In this embodiment, constant voltage driving is used, but constant current driving is also the same.

A fifth embodiment of the stepping motor driving method of the present invention will be described with reference to FIG.

In the present embodiment, as shown in FIG. 8, a PM stepping motor of the conventional example shown in FIG. 9 is applied with a microstep sine wave voltage of a maximum value of 5 V to the coil on the lower magnetic resistance side, and the other is applied to the other. A microstep sinusoidal voltage with a maximum value of 6V is applied. The phase difference between the two waveforms is 90 degrees.

[0046]

[Table 6]

Table 6 shows a comparison of the angle accuracy between this embodiment and the conventional example. In this embodiment, the number of pole teeth 10 of one yoke is 25, which is the same as in the first embodiment. Table 6 shows that in the conventional example, the angle accuracy is 6.45 times 0.045 degrees, but in the present embodiment, it is 4.16 times.

In this embodiment, constant voltage driving is used, but constant current driving is also the same.

The present invention is not limited to the above embodiment, but may be a combination of the characteristic parts of the first and second embodiments, for example. The first embodiment, the second embodiment, or the combination of the first embodiment and the second embodiment,
It is also possible to combine any of the characteristic portions of the third to fifth embodiments.

[0050]

As described above, the stepping motor of the present invention has an effect that both the improvement of the angle accuracy error and the avoidance of the torque decrease due to the magnetic saturation can be achieved .

[Brief description of drawings]

FIG. 1 is a front view of pole teeth of a first embodiment of a stepping motor according to the present invention.

FIG. 2 is a partially exploded perspective view of the first embodiment of the stepping motor of the present invention.

FIG. 3 is a diagram showing a comparison between the torque characteristic of the first embodiment of the stepping motor of the present invention and the torque characteristic of the conventional example.

FIG. 4 is a plan view of a stator yoke of a second embodiment of the stepping motor of the invention.

FIG. 5 is a diagram showing a comparison between the torque characteristic of the second embodiment of the stepping motor of the present invention and the torque characteristic of the conventional example.

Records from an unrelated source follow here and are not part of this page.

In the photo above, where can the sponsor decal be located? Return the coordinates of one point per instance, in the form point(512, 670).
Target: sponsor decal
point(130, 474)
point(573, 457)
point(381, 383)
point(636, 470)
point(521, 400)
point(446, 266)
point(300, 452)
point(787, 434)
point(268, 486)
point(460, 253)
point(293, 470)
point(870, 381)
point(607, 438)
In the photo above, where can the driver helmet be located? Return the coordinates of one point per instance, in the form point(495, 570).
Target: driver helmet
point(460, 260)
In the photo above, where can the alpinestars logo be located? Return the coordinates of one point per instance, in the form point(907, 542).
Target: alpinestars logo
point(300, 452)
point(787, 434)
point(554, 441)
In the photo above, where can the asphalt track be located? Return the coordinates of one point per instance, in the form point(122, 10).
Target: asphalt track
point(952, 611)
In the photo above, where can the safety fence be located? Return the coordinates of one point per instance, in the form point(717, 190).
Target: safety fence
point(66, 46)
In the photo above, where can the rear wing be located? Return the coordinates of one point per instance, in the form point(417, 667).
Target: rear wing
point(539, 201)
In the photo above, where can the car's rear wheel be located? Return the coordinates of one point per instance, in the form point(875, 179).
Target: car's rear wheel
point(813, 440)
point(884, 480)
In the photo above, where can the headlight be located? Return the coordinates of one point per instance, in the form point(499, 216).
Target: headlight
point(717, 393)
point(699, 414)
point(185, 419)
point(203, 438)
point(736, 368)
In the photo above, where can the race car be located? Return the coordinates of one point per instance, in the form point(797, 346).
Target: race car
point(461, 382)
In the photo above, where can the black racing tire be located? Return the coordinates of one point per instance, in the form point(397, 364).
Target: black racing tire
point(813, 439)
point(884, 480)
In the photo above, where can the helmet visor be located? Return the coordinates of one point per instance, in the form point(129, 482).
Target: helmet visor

FIG. 6 is a third step of the driving method of the stepping motor according to the present invention.
It is a figure which shows the voltage waveform used in an Example.

FIG. 7 is a fourth method of driving a stepping motor according to the present invention.
It is a figure which shows the voltage waveform used in an Example.

FIG. 8 is a fifth step of a method for driving a stepping motor according to the present invention.
It is a figure which shows the voltage waveform used in an Example.

FIG. 9 is a diagram showing a general configuration of a stepping motor.

[Explanation of symbols]

1 frame 1a cutout 2 First outer yoke 3 First coil bobbin 4 First inner yoke 5 Second outer yoke 6 Second coil bobbin 7 Second inner yoke 8 rotor 9 bracket 10 pole teeth 10a pole teeth 10b side 10c pole teeth 10d side

Front page continued (58) Fields surveyed (Int.Cl. ⁷ , DB name) H02K 37/00-37/24 H02K 1/00-1/34 H02K 21/00-21/48

Claims (3)

(57) [Claims] 1. A rotor, which is multi-pole magnetized so that N poles and S poles alternate along the circumferential direction of the outer circumference of a cylindrical permanent magnet, a coil for excitation, and an excitation by the coil. And a stator yoke having a large number of plate-shaped protruding pole teeth facing the outer circumference of the rotor and parallel to the rotor axis, the plate-shaped protruding pole teeth having a width on the base side. The stepping motor is characterized by an arc shape in which the width is wide and the width at the tip side is narrow and both sides are convex inward. 2. The stepping motor according to claim 1, wherein the arc-shaped radii on both sides of the plate-shaped protruding pole tooth are 2.5 to 4 times the height from the base to the tip of the pole tooth. 3. The stepping motor according to claim 1 , wherein a cross section of the plate- like projecting pole teeth cut perpendicularly to the rotor axis has a linear shape or an arc shape convex toward the rotor side.